Most custom fields are set by querying the products directly. One exception is the deployed product version.

Pros

  • Fine-grained status information

  • More reliable status information that is queried directly from the operated product and dependencies

  • Products can run inside and outside the Kubernetes cluster

Cons

  • Complexity and specificity of the implementation. Operators must implement product network protocols and metadata structures to be able to communicate with the products.

  • Hard to maintain across product versions.

  • Each new sub-resource requires additional code and dependencies.

Example:

status:
  deployedVersion: 1.2.3
  authentication: mtls
  conditions:
    - type: Available
      status: "True"
      lastProbeTime: 2023-02-28T14:02:00Z
      lastTransitionTime: 2023-02-28T12:00:00Z
      message: "UI and Postgres DB running"
    - type: Degraded
      status: "True"
      lastProbeTime: 2023-02-28T14:02:00Z
      lastTransitionTime: 2023-02-28T12:00:00Z
      message: "Druid connection failed. Druid client message: Unauthorized."

Decision Outcome

The first iteration will implement the first proposal: "Set Status Conditions Only".

Implementation details

  • Precondition - Reconcile without errors

ConditionType ConditionStatus Description Example Message

Available

True

availableReplicas == replicas

The cluster has the desired amount of replicas.

Available

False

availableReplicas != replicas && all_pods has phase != Unknown

The cluster does not have the desired amount of replicas.

Available

Unknown

availableReplicas != replicas && any_pod has phase == Unknown

The cluster has not the desired amount of replicas. At least one Pod [Pod1,Pod2] has phase Unknown.

Progressing

True

availableReplicas != replicas && any_pod has phase != Failed

The cluster does not have the desired amount of replicas. No Pod has phase Unknown.

Progressing

False

availableReplicas == replicas

The cluster has the desired amount of replicas.

Progressing

False

availableReplicas != replicas && any_pod has phase == Failed

The cluster does not have the desired amount of replicas. At least one Pod [Pod1,Pod2] has Phase Failed.

Degraded

True

availableReplicas < replicas && any_pod has phase IN [Unknown, Failed]

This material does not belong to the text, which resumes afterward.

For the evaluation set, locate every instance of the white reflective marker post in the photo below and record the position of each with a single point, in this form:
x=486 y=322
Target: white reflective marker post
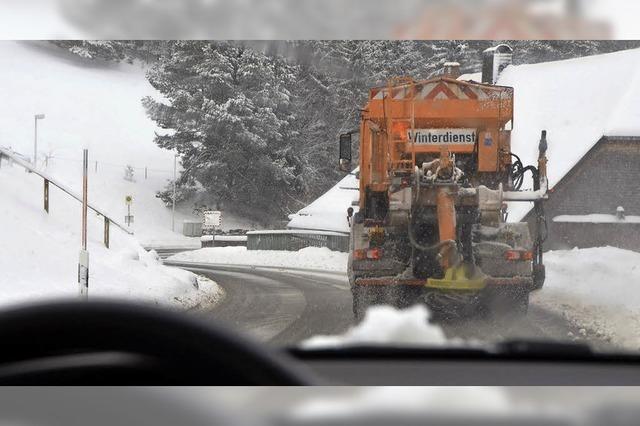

The cluster has less than the desired amount of replicas. At least one Pod [Pod1,Pod2] has Phase [Unknown,Failed].

Degraded

False

StatefulSet / DaemonSet / Deployment: availableReplicas == replicas

The cluster has the desired amount of replicas.

Paused

True

Annotation "operator-command" == "Paused"

The cluster is currently not reconciled by the operator.

Paused

False

Annotation "operator-command" != "Paused"

The cluster is currently reconciled by the operator.

Stopped

True

Annotation "operator-command" == "Stopped"

The cluster is currently stopped. All replicas are set to 0.

Stopped

False

Annotation "operator-command" != "Stopped"

The cluster is currently not stopped.